Dividends paid inside a TFSA avoid the problem. The CRA doesn’t count TFSA income towards the net world income total. Depending on your level of overall earnings, the impact could be a significant savings on the potential OAS clawback.
Best stocks for TFSA income
Companies with great track records of dividend growth during all economic scenarios tend to be reliable picks. Although stock markets appear expensive right now, some top Canadian dividend stocks actually trade at attractive prices.
Let’s take a look at Enbridge (TSX:ENB)(NYSE:ENB) and Canadian Natural Resources (TSX:CNQ)(NYSE:CNQ) to see why they might be interesting TFSA income picks today.
Why Enbridge stock deserves to be a top dividend pick
Enbridge just received some good news. The company’s pipeline that runs from Michigan to Ontario won’t be shut down. Michigan’s governor threatened to cancel an easement that allows the pipeline to run underwater where Lake Michigan and Lake Huron meet. Enbridge will instead foot the bill to build a tunnel to house a replacement line.
Anti-pipeline sentiment will not end and new mega-projects face challenges. This means existing pipelines become more valuable and Enbridge owns the largest oil and gas pipeline network in North America.
Enbridge appears oversold at the current share price, and investors can pick up a 7.5% yield. The board raised the dividend last year and increases should continue in line with expected growth in distributable cash flow of 5-7% per year.
Why Canadian Natural Resources stock looks cheap
CNRL is a leader in the Canadian energy sector with oil and gas production that spans the full hydrocarbon spectrum. The company owns oil sands, conventional oil, light oil, offshore oil, natural gas, and gas liquids assets. CNRL tends to control full ownership of its projects, giving management flexibility to move capital around the portfolio to take advantage of shifts in commodity prices.
The price of WTI oil is up significantly in recent months, rising from US$37 in November to the current price near US$55. CNRL says its operational breakeven point sits around $30, so the company has the potential to generate significant cash flow at the current market price.
CNRL raised the dividend in early 2020 before the pandemic hit and maintained the increase, despite the challenging market conditions. The stock recovered nicely off the 2020 low but still appears cheap. CNRL trades near $30 per share at the time of writing compared to $40 last February. The price of oil, meanwhile, sits at a 12-month high.
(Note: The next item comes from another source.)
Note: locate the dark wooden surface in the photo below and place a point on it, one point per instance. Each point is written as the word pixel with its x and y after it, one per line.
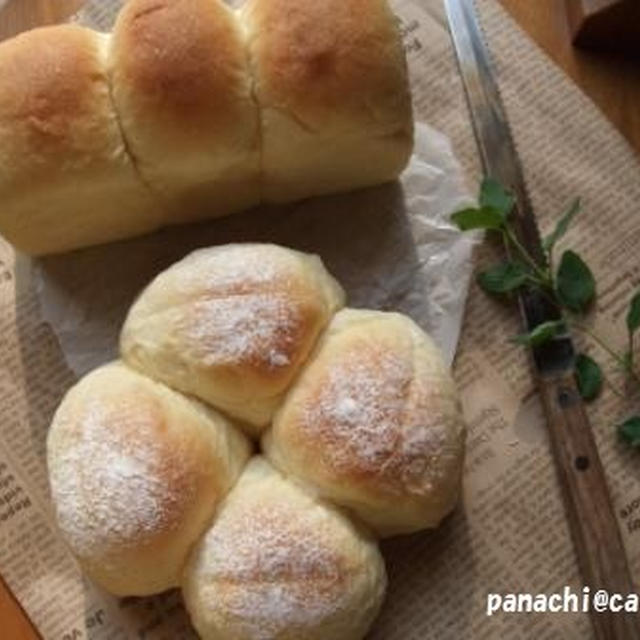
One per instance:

The current dividend yield is 5.6%.
The bottom line for TFSA income
The oil and gas industry faces some long-term headwinds, but it will be decades before we get to the point where renewable energy fully replaces traditional energy. Enbridge and CNRL pay attractive dividends for TFSA income investors and should continue to grow the payouts. The stocks still appear oversold right now, but that might not be the case in six months.